Wer mitten in der Finanzkrise die mit rund 1,8 Mrd. Euro größte Kreditportfolio-Transaktion in 2008 meistert, hat entweder stahlharte Nerven – oder kann sich wie White & Case auf eine nie dagewesen enge Zusammenarbeit ihrer Prozess- und Gesellschaftsrechtler verlassen. Sie analysierten Risiken im Vorfeld der Transaktion und schalteten sie aus – lange bevor es zu einem Konflikt für ihre Mandantin kommen konnte. Mit dieser engen Teamarbeit ist die Kanzlei nun Lichtjahre entfernt von dem standortbezogenen Denken früherer Jahre – endlich ziehen alle an einem Strang.


Der Erfolg ist die logische Konsequenz der zielstrebig umgesetzten Strategie hin zu nahtloser Aufstellung über Fachbereiche und Büros hinweg. Ein großes Verdienst auch des Berliner Partners Christian Wirth, der sich als idealer Steuermann für den neuen Kurs erwies: Heute ist an nahezu jedem Standort die richtige Mischung aus erfahrenen Prozessrechtlern und einer ambitionierten jüngeren Partnergeneration aktiv.

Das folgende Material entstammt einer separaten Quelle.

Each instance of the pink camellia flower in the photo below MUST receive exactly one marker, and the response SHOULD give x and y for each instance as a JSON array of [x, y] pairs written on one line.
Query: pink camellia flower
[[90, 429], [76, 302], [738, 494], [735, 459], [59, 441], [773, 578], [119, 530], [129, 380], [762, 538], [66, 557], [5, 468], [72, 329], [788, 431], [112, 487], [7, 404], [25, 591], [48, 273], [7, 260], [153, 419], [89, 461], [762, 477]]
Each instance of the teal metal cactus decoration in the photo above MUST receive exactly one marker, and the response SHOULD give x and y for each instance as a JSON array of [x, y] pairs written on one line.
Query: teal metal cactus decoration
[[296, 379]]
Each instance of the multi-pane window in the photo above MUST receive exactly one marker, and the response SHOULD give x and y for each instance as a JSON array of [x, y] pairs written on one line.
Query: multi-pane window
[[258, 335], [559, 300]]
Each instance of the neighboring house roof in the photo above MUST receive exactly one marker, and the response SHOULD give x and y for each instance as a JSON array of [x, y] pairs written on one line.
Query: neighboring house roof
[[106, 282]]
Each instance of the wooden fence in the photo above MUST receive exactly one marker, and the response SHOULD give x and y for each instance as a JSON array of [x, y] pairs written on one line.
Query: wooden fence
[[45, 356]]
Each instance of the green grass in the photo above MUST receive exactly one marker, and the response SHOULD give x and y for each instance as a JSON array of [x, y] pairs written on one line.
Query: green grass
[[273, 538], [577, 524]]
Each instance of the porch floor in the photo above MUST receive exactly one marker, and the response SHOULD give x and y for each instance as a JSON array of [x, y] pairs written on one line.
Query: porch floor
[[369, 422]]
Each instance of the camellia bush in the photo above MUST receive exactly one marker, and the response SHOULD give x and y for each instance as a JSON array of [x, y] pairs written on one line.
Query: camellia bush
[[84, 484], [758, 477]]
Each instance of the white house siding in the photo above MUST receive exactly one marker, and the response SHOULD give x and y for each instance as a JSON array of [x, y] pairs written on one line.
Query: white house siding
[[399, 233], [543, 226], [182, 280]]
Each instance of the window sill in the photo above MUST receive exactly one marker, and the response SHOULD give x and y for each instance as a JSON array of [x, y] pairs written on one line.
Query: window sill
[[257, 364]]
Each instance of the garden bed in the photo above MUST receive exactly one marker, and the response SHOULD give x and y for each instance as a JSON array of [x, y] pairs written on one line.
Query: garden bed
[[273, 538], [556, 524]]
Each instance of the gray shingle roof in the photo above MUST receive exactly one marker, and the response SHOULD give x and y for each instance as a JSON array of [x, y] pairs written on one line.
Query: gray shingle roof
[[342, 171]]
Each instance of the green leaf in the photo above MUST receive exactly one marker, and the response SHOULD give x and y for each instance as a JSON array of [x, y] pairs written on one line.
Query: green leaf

Der frische Wind zieht auch hochkarätige Quereinsteiger an: Allein die Mitte 2008 von Nörr gekommene Schiedsexpertin Dr. Patricia Nacimiento sorgte für eine erhebliche qualitative Steigerung der Mandate: Die Begleitung eines großen Projektentwicklers im aktuellen Boombereich Investitionsschutz gegen einen osteuropäischen Staat ist nur eines von vielen Highlights ihrer Praxis. Die deutschen Büros weisen nun spürbar mehr internationale Schiedsrichtermandate vor – und haben damit unübersehbar den Zugang zum globalen Netzwerk gefunden.


Zum kanzleiinternen Kompetenzzentrum für gesellschaftsrechtliche Streitigkeiten ist zudem Frankfurt geworden – insbesondere weil hier mit Dr. Lutz Krämer in 2007 und jüngst Dr. Alexander Kiefner namhafte Aktienrechtler von Freshfields das Team verstärkten. Versierte Prozessrechtler sind voll des Lobes: „Das Team bringt hervorragende Leistungen, die man neidlos anerkennen muss.“ Obendrein war die Praxis deutlich präsenter bei Hauptversammlungen, vor allem im M-Dax-Segment. Doch am Ziel ist sie damit noch nicht angelangt. Gelingt es etwa, die enge Verzahnung von gesellschaftsrechtlicher und haftungsrechtlicher Expertise rund um das Thema Organhaftung noch bekannter zu machen, kann White & Case noch weiter vorne mitspielen.